Identification

Input (2 files):

Input files may contain various kinds of data.

  • RAW COORDINATES of anatomical LANDMARKS
  • RAW COORDINATES of PSEUDOlandmarks (outlines)
  • GLOBAL SIZE (centroid size, perimeter, square root area)
  • TABLE OF TRADITIONAL MENSURATIONS.

Whatever the kind of input data, you will be asked to enter them in two separate files:

  • UNKNOWN:
    • The file containing the data to be tentatively identified
  • REFERENCE:
    • The file containing all the reference data; they must be organized as successive groups in a single matrix, so that you must also provide the
    • subdivision argument: it refers to the successive groups of the reference matrix

Unknown and Reference data must have the same kind of variables in the same order (the same number of columns)

Analyses: identification statistics may use three approaches,

  • Mahalanobis distances: the unknown are “projected” into the discriminant space computed on the reference matrix only
  • Maximum likelihood method: see
    • Jean-Pierre Dujardin, Sebastien Dujardin, Dramane Kaba, Soledad Santillan-Guayasamin, Anita G. Villacis, Sitha Piyaselakul, Suchada Sumruayphol, Ronald Morales Vargas. 2017. The maximum likelihood identification method applied to insect morphometric data. Zoological Systematics (2017), DOI: 10.11865/zs.2017
  • Artificial Neural network (ANN, using the Multilayer Perceptron) Requires an existing and adequate weights file.
    • Please note that up to now there is no automated procedure available to process different kinds of data. Please read here (landmarks) and there (pseudolandmarks) the steps you should implement by yourself to be able to apply ANN to your data.

Output:

  • A report is issued indicating the tentative assignation of each individual to a given group of reference.

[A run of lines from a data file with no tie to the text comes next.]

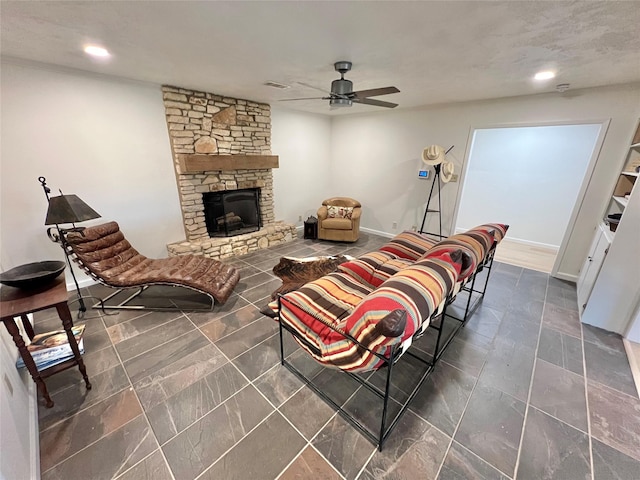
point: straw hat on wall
(433, 155)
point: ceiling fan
(342, 94)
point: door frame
(588, 175)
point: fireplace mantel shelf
(196, 163)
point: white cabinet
(592, 264)
(610, 300)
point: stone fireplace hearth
(221, 144)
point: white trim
(634, 363)
(566, 276)
(518, 240)
(583, 189)
(588, 175)
(378, 232)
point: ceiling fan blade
(315, 88)
(374, 92)
(304, 98)
(376, 103)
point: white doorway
(532, 178)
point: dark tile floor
(525, 391)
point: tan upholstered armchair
(339, 219)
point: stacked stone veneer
(208, 124)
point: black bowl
(32, 275)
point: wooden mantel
(198, 162)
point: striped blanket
(344, 319)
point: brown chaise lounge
(105, 254)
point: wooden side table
(15, 302)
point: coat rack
(436, 180)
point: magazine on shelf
(47, 362)
(54, 345)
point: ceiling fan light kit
(342, 94)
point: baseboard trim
(634, 363)
(378, 232)
(566, 276)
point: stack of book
(51, 348)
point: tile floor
(524, 391)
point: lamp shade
(69, 209)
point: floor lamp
(435, 156)
(65, 209)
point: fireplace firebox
(232, 212)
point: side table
(15, 302)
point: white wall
(100, 138)
(378, 154)
(529, 175)
(19, 439)
(302, 141)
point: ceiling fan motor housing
(342, 86)
(338, 89)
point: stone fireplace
(221, 144)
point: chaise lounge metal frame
(110, 252)
(386, 427)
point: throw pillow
(333, 211)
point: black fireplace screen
(233, 212)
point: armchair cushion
(334, 211)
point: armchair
(339, 219)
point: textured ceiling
(434, 52)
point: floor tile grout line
(464, 410)
(89, 445)
(144, 412)
(533, 375)
(151, 432)
(230, 333)
(171, 340)
(249, 383)
(276, 409)
(455, 430)
(564, 422)
(586, 399)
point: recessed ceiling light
(96, 51)
(273, 84)
(546, 75)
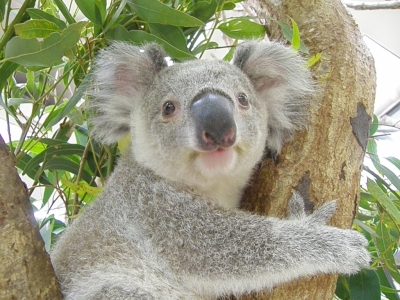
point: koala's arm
(221, 252)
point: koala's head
(199, 119)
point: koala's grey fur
(166, 225)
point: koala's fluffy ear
(121, 75)
(282, 80)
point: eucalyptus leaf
(67, 165)
(170, 33)
(35, 13)
(64, 10)
(18, 101)
(385, 246)
(35, 29)
(384, 200)
(94, 10)
(154, 11)
(34, 170)
(52, 152)
(374, 126)
(32, 52)
(139, 37)
(242, 28)
(203, 10)
(203, 47)
(3, 4)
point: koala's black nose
(214, 122)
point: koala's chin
(217, 162)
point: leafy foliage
(51, 47)
(379, 219)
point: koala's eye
(243, 101)
(168, 109)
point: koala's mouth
(219, 161)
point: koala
(167, 225)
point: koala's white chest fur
(166, 226)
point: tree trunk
(26, 271)
(324, 162)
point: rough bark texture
(25, 268)
(324, 162)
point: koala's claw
(323, 214)
(296, 207)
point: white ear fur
(282, 80)
(121, 75)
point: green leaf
(365, 227)
(31, 52)
(3, 4)
(33, 171)
(64, 10)
(383, 200)
(70, 105)
(365, 285)
(374, 126)
(66, 165)
(170, 33)
(139, 37)
(203, 47)
(53, 151)
(295, 36)
(18, 101)
(386, 287)
(390, 175)
(35, 13)
(342, 288)
(94, 10)
(395, 161)
(203, 10)
(35, 29)
(6, 70)
(153, 11)
(314, 59)
(231, 52)
(75, 115)
(385, 248)
(242, 28)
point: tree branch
(372, 5)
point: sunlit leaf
(385, 247)
(139, 37)
(94, 10)
(242, 28)
(35, 29)
(67, 165)
(32, 52)
(383, 200)
(64, 10)
(170, 33)
(374, 126)
(54, 151)
(154, 11)
(35, 13)
(314, 59)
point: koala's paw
(321, 216)
(347, 250)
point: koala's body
(167, 224)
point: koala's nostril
(213, 118)
(226, 140)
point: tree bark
(25, 268)
(324, 162)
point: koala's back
(114, 258)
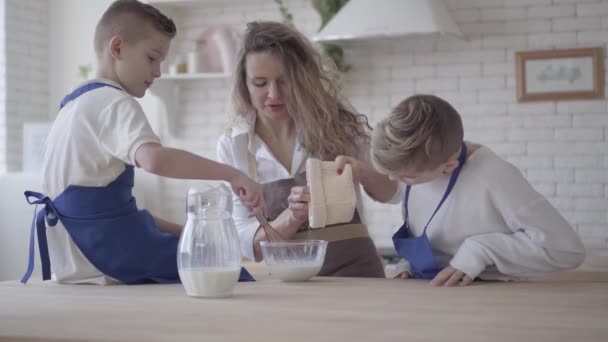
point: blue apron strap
(49, 212)
(405, 201)
(461, 159)
(81, 90)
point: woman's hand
(298, 203)
(378, 186)
(451, 276)
(359, 169)
(249, 192)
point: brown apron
(350, 250)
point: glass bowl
(294, 260)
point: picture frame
(563, 74)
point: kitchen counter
(570, 307)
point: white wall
(24, 74)
(2, 89)
(70, 33)
(562, 147)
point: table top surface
(570, 308)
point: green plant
(327, 9)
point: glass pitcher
(209, 257)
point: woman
(288, 109)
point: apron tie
(50, 215)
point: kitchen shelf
(198, 76)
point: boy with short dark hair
(95, 232)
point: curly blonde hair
(326, 125)
(422, 132)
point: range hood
(364, 19)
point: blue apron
(417, 250)
(118, 239)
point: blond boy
(468, 213)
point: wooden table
(325, 309)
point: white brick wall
(562, 147)
(24, 74)
(2, 89)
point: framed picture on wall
(566, 74)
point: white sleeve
(246, 227)
(124, 128)
(541, 240)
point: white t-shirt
(493, 221)
(233, 148)
(91, 140)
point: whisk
(271, 234)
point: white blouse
(233, 148)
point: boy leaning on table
(468, 213)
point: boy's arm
(168, 227)
(176, 163)
(540, 241)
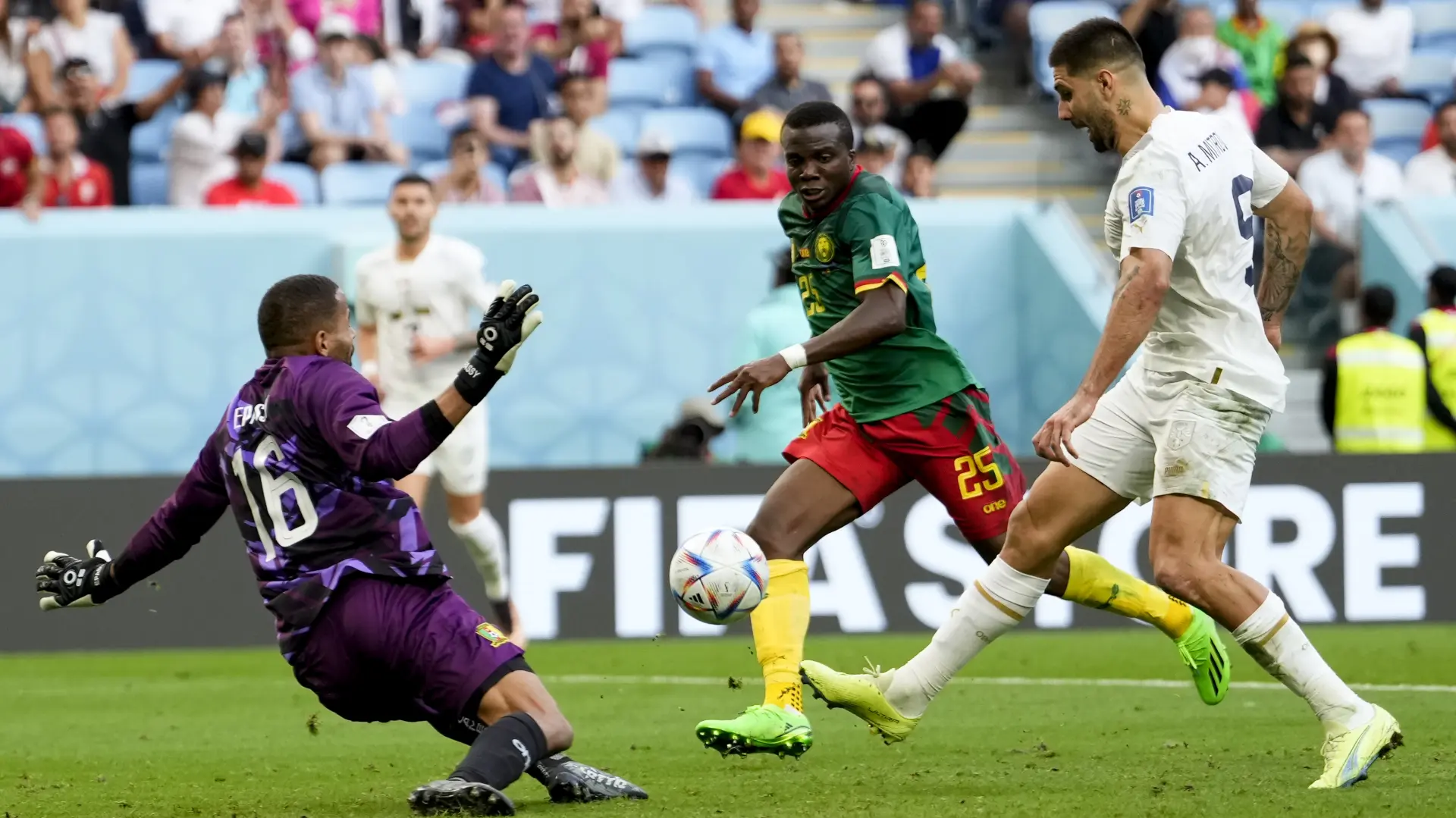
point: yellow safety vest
(1440, 357)
(1381, 398)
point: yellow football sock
(780, 625)
(1098, 584)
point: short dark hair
(1443, 283)
(1092, 45)
(1378, 305)
(294, 309)
(1298, 61)
(413, 180)
(811, 114)
(571, 77)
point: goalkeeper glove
(509, 321)
(72, 582)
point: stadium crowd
(228, 102)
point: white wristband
(795, 356)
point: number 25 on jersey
(258, 479)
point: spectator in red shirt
(758, 174)
(249, 186)
(71, 178)
(20, 180)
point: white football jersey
(1188, 188)
(440, 293)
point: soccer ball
(718, 575)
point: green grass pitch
(229, 732)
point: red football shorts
(949, 447)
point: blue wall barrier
(127, 332)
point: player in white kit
(1181, 428)
(419, 302)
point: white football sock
(989, 607)
(1280, 647)
(487, 545)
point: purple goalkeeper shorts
(386, 650)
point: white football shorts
(462, 462)
(1172, 434)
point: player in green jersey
(910, 411)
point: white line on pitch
(996, 680)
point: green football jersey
(871, 240)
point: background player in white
(1183, 425)
(419, 302)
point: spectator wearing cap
(1218, 98)
(1296, 127)
(337, 107)
(777, 321)
(204, 137)
(653, 181)
(596, 152)
(1375, 45)
(71, 178)
(1258, 42)
(105, 130)
(237, 57)
(510, 88)
(734, 60)
(465, 182)
(15, 34)
(22, 183)
(756, 175)
(315, 15)
(870, 105)
(877, 155)
(178, 27)
(1191, 55)
(786, 88)
(928, 76)
(557, 181)
(919, 177)
(249, 186)
(1433, 172)
(99, 38)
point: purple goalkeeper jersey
(303, 456)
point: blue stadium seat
(149, 183)
(28, 124)
(695, 131)
(491, 171)
(1047, 22)
(421, 133)
(150, 139)
(425, 83)
(661, 30)
(1401, 150)
(1286, 14)
(620, 127)
(650, 83)
(1435, 24)
(1430, 73)
(299, 177)
(1397, 120)
(701, 171)
(147, 76)
(359, 182)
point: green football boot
(762, 728)
(1203, 653)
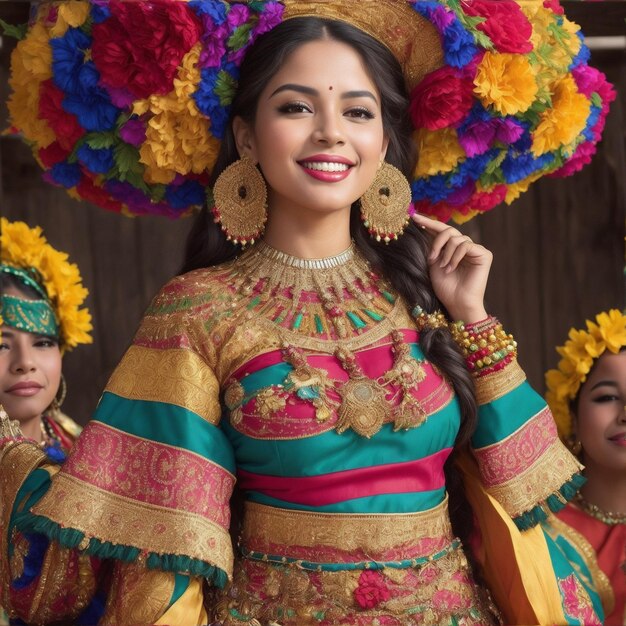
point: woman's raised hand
(459, 269)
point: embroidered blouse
(304, 383)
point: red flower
(52, 154)
(442, 99)
(371, 590)
(505, 24)
(140, 47)
(96, 195)
(65, 125)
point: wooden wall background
(559, 250)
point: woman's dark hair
(403, 262)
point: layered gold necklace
(609, 518)
(331, 301)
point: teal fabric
(411, 502)
(566, 562)
(502, 417)
(29, 316)
(332, 452)
(181, 583)
(168, 424)
(32, 490)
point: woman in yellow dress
(40, 295)
(587, 395)
(325, 369)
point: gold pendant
(363, 407)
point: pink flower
(505, 24)
(442, 99)
(142, 44)
(371, 590)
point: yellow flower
(579, 352)
(24, 247)
(506, 82)
(70, 13)
(178, 140)
(561, 124)
(612, 329)
(31, 64)
(439, 151)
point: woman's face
(318, 134)
(30, 372)
(601, 418)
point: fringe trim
(554, 502)
(75, 539)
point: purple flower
(271, 17)
(238, 15)
(214, 47)
(477, 137)
(133, 132)
(97, 160)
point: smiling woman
(39, 297)
(587, 394)
(322, 352)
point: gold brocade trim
(72, 503)
(173, 376)
(16, 463)
(542, 479)
(490, 387)
(600, 580)
(372, 534)
(138, 595)
(412, 39)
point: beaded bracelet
(485, 345)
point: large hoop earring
(240, 198)
(385, 205)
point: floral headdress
(125, 103)
(578, 354)
(25, 254)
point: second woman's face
(318, 134)
(30, 373)
(601, 419)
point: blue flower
(183, 196)
(216, 9)
(99, 161)
(516, 167)
(68, 56)
(583, 56)
(592, 120)
(66, 174)
(80, 82)
(100, 13)
(458, 45)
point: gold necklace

IDENTIFICATION section of XYOM: Maximum Likelihood or Mahalanobis distances methods:

According to the kind of variable announced by the user, XYOM will automatically perform some data transformation as described hereunder. 

  • In case of RAW COORDINATES of anatomical LANDMARKS
    • Concatenating raw landmarks of unknown and reference individuals
    • GPA (Generalised Procrustes Analysis) on these concatenated data
    • PCA on resulting ORP (orthogonal projections, also called Procrustes residuals)
    • Splitting the file of PCs of shape into two files, one containing the PCs corresponding to the unknown individuals and one containing the PCs corresponding to the reference individuals.
  • In case of RAW COORDINATES of PSEUDOlandmarks (outlines)
    • EFA (Elliptic Fourier Analysis) separately on UNKNOWN and REFERENCE data.
      • For the EFA, it is not mandatory to concatenate unknown and reference data into one file for subsequent comparisons. Indeed, in the process of size and shape separation, each individual is treated independently of the remaining individuals. In the EFA, shape generation (NEF) does not need to use the consensus of the data (as in the GPA)
    • Removing the three first columns of NEFs (Normalised Elliptic Fourier ‘s coefficients) on both UNKNOWN and REFERENCE data
      • For each individual, the three first coefficients are “degenerated” in the process of rotation and size correction.
    • Taking a number of NEF identical for each individual (same number of columns by rows), using as a maximum the number of columns of the individual described by the minimum number of coefficients, either an unknown or a reference specimen.
      • This step might reduce the power of shape reconstruction for the remaining individuals, but is mandatory to perform identification statistics.
    • Concatenating NEFs of unknown and reference specimens (MISCELLANEOUS, Working on data files, Concatenate, By Rows)
      • This merging of the two files (Unknown NEF and Reference NEF) is made necessary because of the next step: the Principal Component Analysis (PCA).
    • PCA on the merged NEF data
    • Splitting the file of PCs of shape into two files, one containing the PCs corresponding to the unknown individuals and one containing the PCs corresponding to the reference individuals.
  • In case of TRADITIONAL MENSURATIONS (could be also a Table of NEFs)
    • Concatenating unknown and reference data
    • PCA on these data
    • Splitting the file of PCs into two files, one containing the PCs corresponding to the unknown individuals and one containing the PCs corresponding to the reference individuals.

IDENTIFICATION section of XYOM: Artificial Neural Network (ANN) method

  • RAW COORDINATES of anatomical LANDMARKS not allowed
  • RAW COORDINATES of anatomical PSEUDO LANDMARKS not allowed
  • Normalized Elliptic Fourier coefficients (NEF) allowed only under some conditions
  • For any other kind of data, please remember that a previous learning step is mandatory at the MACHINE LEARNING section of XYOM.